Symptom: python `test_llama_transformer_block` (CUDA backend) was off
by ~1e-2 from the PyTorch reference. The PyTorch `pow(2)` decomposition
emits a chain `Log2(x) * 0.693 * 2.0 * 1.442 → Exp2`, where 1.442 is
log2(e). With rolling on, those three scalar muls fold into one body,
and `direct-exp-fusion` couldn't fuse the trailing `Mul(?, log2_e) +
Exp2` into the more accurate `KernelExp` (native expf). The truncated
log2(e) constant accumulates rounding through the multiply chain, the
diff shows up only in rows that exercise the full attention path
(row 0 matched exactly, rows 1–3 drifted).

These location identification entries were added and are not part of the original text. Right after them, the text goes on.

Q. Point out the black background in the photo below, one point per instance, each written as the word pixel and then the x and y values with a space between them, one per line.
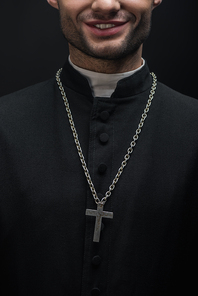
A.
pixel 32 47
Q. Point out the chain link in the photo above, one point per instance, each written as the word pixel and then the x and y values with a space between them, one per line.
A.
pixel 129 150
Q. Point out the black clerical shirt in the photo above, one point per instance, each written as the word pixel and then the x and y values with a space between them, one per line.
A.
pixel 149 248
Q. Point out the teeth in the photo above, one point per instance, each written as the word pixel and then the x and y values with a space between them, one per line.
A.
pixel 104 26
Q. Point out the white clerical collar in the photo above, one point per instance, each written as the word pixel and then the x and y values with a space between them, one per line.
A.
pixel 103 85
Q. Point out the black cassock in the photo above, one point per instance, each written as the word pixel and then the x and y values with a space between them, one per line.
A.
pixel 149 248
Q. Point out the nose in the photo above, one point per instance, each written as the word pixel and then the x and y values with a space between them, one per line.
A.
pixel 105 6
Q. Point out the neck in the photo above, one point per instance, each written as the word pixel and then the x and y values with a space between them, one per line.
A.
pixel 126 64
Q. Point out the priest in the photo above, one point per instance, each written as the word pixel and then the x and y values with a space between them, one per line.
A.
pixel 99 168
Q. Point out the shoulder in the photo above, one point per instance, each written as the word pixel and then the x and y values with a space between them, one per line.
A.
pixel 27 99
pixel 175 104
pixel 31 91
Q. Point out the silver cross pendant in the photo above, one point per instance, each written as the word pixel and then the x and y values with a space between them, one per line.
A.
pixel 99 214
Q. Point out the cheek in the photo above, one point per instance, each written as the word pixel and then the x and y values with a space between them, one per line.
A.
pixel 137 7
pixel 73 7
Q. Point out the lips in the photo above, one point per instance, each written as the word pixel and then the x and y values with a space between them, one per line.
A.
pixel 105 28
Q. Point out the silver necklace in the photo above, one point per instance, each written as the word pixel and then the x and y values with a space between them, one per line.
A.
pixel 99 213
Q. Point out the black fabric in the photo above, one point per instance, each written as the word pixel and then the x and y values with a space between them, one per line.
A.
pixel 150 246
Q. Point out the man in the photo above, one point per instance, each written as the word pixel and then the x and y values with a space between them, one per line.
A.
pixel 100 198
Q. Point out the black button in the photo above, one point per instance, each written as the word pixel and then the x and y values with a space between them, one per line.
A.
pixel 104 115
pixel 102 168
pixel 96 260
pixel 104 138
pixel 100 196
pixel 95 292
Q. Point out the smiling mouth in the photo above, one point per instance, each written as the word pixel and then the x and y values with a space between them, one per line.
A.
pixel 104 26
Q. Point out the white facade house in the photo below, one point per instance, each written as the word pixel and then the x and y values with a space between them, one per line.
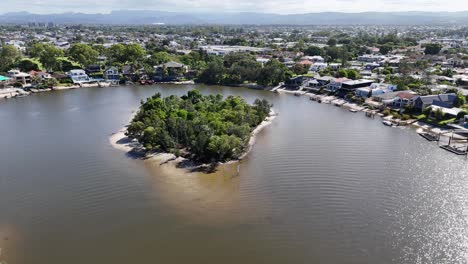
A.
pixel 336 84
pixel 112 73
pixel 18 76
pixel 78 76
pixel 318 66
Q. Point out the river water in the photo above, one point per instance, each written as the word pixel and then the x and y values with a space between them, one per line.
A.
pixel 322 185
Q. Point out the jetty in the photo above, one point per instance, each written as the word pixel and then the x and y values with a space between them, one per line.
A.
pixel 461 151
pixel 430 137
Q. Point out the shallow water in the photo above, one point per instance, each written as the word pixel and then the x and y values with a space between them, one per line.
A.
pixel 322 185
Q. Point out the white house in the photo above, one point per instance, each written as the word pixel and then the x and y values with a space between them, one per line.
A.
pixel 336 84
pixel 112 73
pixel 18 76
pixel 318 66
pixel 78 76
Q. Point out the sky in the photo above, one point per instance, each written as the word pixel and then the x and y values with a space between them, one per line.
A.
pixel 264 6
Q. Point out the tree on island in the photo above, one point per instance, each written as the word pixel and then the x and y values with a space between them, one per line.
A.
pixel 206 128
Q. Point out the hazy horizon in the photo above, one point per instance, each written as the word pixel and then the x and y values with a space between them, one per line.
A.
pixel 234 6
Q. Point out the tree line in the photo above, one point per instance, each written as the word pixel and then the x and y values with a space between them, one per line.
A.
pixel 204 128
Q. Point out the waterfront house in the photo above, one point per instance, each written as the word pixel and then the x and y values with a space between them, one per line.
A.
pixel 170 71
pixel 42 75
pixel 90 69
pixel 404 99
pixel 335 66
pixel 363 92
pixel 318 66
pixel 78 76
pixel 352 85
pixel 112 73
pixel 295 82
pixel 19 77
pixel 324 80
pixel 336 84
pixel 314 59
pixel 442 100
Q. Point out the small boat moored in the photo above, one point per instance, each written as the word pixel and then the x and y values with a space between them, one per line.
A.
pixel 387 123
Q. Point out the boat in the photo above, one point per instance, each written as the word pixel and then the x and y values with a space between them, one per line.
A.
pixel 387 123
pixel 429 136
pixel 455 150
pixel 103 84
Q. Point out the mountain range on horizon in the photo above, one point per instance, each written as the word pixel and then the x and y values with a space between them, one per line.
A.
pixel 146 17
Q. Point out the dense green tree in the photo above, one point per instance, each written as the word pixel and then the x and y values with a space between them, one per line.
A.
pixel 332 42
pixel 353 74
pixel 210 128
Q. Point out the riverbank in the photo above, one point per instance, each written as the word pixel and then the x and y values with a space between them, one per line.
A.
pixel 134 149
pixel 419 127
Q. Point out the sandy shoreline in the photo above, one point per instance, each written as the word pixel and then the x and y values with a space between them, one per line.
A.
pixel 121 142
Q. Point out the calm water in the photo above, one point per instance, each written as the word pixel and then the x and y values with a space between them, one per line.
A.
pixel 322 185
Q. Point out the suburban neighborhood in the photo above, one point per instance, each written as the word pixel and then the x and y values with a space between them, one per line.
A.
pixel 406 74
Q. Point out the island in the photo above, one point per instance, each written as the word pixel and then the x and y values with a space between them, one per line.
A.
pixel 206 129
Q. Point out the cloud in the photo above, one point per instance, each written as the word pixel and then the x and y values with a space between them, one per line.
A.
pixel 266 6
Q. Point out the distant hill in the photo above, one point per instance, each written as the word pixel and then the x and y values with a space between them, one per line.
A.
pixel 126 17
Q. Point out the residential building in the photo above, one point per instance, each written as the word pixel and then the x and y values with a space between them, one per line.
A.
pixel 443 100
pixel 78 76
pixel 19 76
pixel 336 84
pixel 112 73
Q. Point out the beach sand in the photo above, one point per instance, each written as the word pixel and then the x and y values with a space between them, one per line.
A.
pixel 123 143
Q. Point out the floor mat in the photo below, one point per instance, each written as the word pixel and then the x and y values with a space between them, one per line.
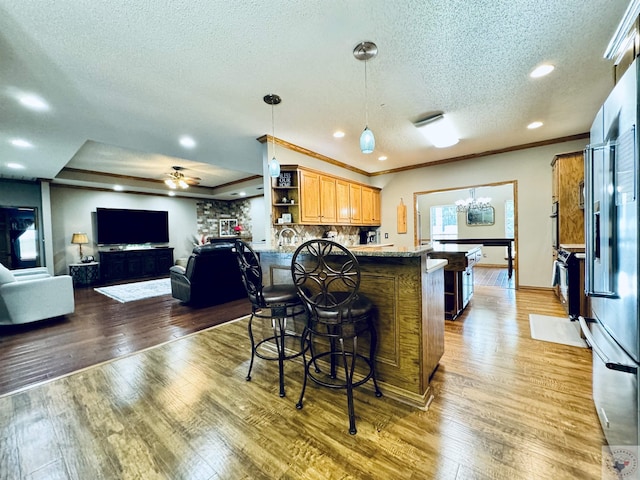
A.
pixel 556 329
pixel 130 292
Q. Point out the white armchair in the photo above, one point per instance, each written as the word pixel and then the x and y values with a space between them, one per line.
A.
pixel 32 294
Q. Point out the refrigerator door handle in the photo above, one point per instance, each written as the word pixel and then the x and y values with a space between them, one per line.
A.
pixel 620 367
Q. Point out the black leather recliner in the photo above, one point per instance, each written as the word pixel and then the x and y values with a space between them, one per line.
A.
pixel 211 277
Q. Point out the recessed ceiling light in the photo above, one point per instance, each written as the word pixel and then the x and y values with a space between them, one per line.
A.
pixel 187 142
pixel 438 129
pixel 34 102
pixel 542 70
pixel 20 143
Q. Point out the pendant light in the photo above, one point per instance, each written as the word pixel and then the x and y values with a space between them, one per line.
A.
pixel 364 51
pixel 274 167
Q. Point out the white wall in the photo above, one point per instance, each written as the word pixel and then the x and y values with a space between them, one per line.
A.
pixel 258 220
pixel 73 210
pixel 530 168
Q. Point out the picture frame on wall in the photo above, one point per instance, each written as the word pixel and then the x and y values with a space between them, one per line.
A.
pixel 481 216
pixel 226 227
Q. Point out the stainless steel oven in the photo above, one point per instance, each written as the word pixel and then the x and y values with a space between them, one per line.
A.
pixel 555 240
pixel 570 281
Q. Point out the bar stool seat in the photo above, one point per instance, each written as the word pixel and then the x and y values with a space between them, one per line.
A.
pixel 276 303
pixel 327 276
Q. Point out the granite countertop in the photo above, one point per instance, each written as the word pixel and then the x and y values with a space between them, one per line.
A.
pixel 383 250
pixel 455 248
pixel 573 247
pixel 434 264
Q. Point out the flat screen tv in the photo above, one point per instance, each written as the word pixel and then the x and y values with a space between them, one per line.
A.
pixel 118 226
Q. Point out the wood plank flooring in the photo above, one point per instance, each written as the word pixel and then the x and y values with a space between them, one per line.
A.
pixel 100 329
pixel 506 407
pixel 493 277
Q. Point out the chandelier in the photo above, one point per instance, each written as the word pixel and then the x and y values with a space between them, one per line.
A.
pixel 473 203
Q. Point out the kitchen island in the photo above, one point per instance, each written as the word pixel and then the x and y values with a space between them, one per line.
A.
pixel 458 275
pixel 408 290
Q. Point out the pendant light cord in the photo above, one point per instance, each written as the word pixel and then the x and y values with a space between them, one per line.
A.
pixel 366 98
pixel 273 132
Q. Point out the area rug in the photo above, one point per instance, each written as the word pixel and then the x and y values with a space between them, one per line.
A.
pixel 556 329
pixel 130 292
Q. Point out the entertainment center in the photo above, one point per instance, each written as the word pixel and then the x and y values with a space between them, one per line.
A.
pixel 128 237
pixel 128 264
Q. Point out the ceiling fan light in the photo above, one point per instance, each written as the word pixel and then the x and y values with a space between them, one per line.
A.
pixel 367 141
pixel 274 168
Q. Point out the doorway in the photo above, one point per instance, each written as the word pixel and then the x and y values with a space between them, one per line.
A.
pixel 437 217
pixel 19 246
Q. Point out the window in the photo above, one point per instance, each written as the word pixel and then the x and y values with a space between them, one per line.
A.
pixel 444 222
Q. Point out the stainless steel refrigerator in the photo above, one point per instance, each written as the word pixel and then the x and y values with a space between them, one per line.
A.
pixel 611 222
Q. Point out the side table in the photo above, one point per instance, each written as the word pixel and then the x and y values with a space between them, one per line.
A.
pixel 84 273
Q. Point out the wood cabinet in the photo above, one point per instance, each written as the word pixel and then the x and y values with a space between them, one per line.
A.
pixel 355 203
pixel 314 198
pixel 328 203
pixel 567 191
pixel 309 197
pixel 128 264
pixel 318 204
pixel 343 208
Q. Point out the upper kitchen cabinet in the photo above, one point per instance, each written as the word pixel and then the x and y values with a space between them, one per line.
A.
pixel 320 199
pixel 370 206
pixel 318 204
pixel 568 197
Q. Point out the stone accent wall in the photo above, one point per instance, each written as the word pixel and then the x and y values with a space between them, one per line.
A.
pixel 209 212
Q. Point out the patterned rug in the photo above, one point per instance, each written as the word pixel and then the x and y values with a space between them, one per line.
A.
pixel 130 292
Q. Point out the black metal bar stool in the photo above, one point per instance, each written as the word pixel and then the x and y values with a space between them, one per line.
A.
pixel 276 303
pixel 327 276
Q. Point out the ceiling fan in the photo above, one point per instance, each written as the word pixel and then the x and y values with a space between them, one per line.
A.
pixel 177 179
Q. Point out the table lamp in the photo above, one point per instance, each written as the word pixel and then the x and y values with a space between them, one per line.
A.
pixel 79 239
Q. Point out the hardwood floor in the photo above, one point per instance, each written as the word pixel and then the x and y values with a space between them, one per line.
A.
pixel 100 329
pixel 493 277
pixel 505 407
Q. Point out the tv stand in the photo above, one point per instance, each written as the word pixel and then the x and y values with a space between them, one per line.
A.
pixel 131 264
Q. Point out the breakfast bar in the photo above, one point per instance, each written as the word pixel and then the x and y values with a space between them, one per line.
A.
pixel 407 289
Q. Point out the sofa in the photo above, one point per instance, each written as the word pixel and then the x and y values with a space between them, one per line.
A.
pixel 32 294
pixel 211 275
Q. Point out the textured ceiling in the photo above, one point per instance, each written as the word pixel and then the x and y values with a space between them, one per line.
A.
pixel 132 77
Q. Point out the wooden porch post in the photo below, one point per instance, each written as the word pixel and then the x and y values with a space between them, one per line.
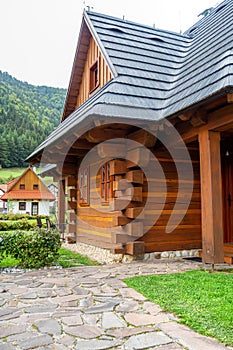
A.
pixel 61 205
pixel 211 197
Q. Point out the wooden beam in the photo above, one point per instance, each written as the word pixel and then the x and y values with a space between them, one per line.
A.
pixel 216 120
pixel 135 176
pixel 117 167
pixel 61 205
pixel 110 149
pixel 211 197
pixel 144 137
pixel 101 134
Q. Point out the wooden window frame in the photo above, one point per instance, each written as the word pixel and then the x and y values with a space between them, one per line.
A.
pixel 22 204
pixel 94 76
pixel 106 183
pixel 84 187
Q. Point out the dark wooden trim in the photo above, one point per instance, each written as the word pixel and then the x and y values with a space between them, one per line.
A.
pixel 211 196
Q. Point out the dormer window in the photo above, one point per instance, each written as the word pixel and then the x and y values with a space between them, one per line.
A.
pixel 94 76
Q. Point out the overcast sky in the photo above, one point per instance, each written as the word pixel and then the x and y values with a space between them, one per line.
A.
pixel 38 37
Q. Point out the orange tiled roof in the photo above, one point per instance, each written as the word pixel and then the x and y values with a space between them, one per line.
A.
pixel 3 187
pixel 28 194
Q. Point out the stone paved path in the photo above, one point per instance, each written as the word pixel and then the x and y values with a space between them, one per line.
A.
pixel 90 308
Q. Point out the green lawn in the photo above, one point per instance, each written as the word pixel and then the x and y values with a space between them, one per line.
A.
pixel 203 301
pixel 66 259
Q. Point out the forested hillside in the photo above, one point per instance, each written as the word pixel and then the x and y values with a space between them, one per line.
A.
pixel 28 114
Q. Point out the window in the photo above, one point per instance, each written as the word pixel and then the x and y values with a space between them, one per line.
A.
pixel 84 187
pixel 94 76
pixel 22 205
pixel 106 183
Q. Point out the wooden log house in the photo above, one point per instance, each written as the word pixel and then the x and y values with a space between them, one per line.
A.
pixel 138 86
pixel 27 194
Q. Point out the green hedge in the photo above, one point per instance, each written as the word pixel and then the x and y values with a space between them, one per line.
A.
pixel 23 224
pixel 12 217
pixel 33 249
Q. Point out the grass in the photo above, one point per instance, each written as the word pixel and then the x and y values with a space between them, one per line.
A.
pixel 201 300
pixel 66 259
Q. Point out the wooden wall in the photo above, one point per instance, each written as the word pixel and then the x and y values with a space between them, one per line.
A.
pixel 188 233
pixel 29 179
pixel 105 74
pixel 120 227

Fix: register `binary_op_unroll_rules` in BOTH `early_rewrites()` (for
GLUMoE-style early-stage fusion, which still depends on this) AND
`rewrites()` (for full-stage kernel-level fusions like
`direct-exp-fusion`). All four binary HLIR ops (Add/Mul/Mod/LessThan)
get the same treatment.
Also adds three cuda_lite repro tests covering body=1, trips=3 chains
(plain, with residual, with downstream consumer) — all pass and would
have caught any regression in the basic rolling+unroll mechanics.
Tests:
- python CUDA: 223 passed, 4 xfailed (was 222 passed, 1 failed)
- cuda_lite: 82 passed, 0 failed
- workspace tests / fmt / clippy: clean
Adds a LessonsLearned entry per crates/luminal_python/CLAUDE.md
guidance.
Co-Authored-By: Claude Opus 4.7 (1M context) <noreply@anthropic.com>
The auto-roll prepass folds tiny scalar-mul chains (body=1, trips=2)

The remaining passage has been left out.